Ok, heres the deal. I bought a 17" Acer LCD monitor yesterday and it was working fine. It worked all the way into that night and everything was looking great. Now, I turn off the computer for the night and when I get up the next morning and turn it on theres a greenish/bluish/trqoise tint over my screen! Adjusting the color options (Gamma,Brightness, Contrast, etc..) all "work" but there is still that tint over my whole screen! It's as if there is a bright coating all over my screen covering everything I try and do (including all my PC games). I have tried unplugging my monitor and hooknig i back up and that does nothing, there is still that bluish/greenish/turqoise tint deforming the look fo everything.
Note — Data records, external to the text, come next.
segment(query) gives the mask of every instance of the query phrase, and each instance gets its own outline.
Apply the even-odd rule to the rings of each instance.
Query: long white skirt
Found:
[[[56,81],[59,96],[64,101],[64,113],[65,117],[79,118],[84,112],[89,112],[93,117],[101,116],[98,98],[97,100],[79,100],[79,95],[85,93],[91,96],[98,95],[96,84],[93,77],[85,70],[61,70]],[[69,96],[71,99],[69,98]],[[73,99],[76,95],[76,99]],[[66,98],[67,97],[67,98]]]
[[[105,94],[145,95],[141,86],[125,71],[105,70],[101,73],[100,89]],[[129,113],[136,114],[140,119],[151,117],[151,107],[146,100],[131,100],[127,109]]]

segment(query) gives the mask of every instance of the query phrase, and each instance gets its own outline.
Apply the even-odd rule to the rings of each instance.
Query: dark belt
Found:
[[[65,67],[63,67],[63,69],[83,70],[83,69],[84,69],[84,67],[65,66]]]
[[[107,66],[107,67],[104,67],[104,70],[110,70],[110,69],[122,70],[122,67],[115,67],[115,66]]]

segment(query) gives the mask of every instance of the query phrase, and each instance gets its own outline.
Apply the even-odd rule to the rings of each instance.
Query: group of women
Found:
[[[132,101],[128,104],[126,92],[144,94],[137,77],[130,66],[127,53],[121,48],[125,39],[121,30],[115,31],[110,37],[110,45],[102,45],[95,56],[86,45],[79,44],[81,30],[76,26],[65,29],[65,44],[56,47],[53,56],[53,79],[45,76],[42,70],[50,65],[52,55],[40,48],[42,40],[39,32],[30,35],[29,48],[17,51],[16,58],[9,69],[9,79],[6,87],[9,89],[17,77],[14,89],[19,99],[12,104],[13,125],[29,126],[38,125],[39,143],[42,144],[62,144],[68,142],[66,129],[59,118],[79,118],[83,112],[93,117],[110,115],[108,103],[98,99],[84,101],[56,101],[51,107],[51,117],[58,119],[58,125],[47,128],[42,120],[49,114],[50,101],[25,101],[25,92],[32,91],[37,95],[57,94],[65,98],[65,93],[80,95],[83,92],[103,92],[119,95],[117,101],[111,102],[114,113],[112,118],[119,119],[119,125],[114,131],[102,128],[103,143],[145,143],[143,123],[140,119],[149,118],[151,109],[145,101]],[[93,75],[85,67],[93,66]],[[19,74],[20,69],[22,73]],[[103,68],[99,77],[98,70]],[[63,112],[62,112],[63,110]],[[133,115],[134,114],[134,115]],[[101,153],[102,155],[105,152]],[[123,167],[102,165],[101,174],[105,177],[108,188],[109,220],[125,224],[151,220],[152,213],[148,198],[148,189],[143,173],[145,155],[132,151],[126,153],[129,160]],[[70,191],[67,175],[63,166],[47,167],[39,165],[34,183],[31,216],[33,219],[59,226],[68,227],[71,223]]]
I dont know if this makes a difference, but when I went to bed the night it was working and shut it off I also unpluged the computer. This morning I plugged it back in and thats whebn my problem happened. Although I have tried reversing this process and it doesn't seem to work.

Also, I even tried restoring all my settings to that of last night (resolution, configurations, etc..) and all those go back to normal but this Bluish/greenish/turqosie tinge is still there. It is also a pretty bright tint. It really annoys me, can ANYONE help pleaassee!? People have been telling me to degauss it but I dont know how to degauss this LCD monitor (or even if it can). What do I do? Any help will be greatly apprecatied.


----------



## V0lt (Sep 14, 2002)

You can tell those people that said to degauss it that they know nothing about LCD screens- you can't degauss an LCD screen. 

I've actually heard of LCDs that malfunction shortly after their first day of use. I personally have no experience with this problem, so I couldn't really give any advice beyond what I've already said, except that if nothing people suggest works, just take the thing back- taking it apart to repair it will definitely void whatever warranty is on there.


----------



## oldmn (Oct 16, 2005)

I take it that this is a NEW (still under warranty) monitor? :sayyes: 
Is the monitor showing up correctly in the device manager? :sayyes: 
I take it when you said you set it up that you have installed the drivers from the CD. :sayyes:


----------



## ronsena (Oct 18, 2005)

Check the cable connections. If it is not firmly seated in the connector you are only getting partial video.

I have seen it several times with laptops not being fully inserted onto a docking station.


----------



## ebackhus (Apr 21, 2005)

Same here, but that goes for any display. If all the pins aren't making a solid connection then you lose color, resulting in what you're seeing. Is the cable on the screen built-in or removable? It might be worth trying another one if it can be removed.


----------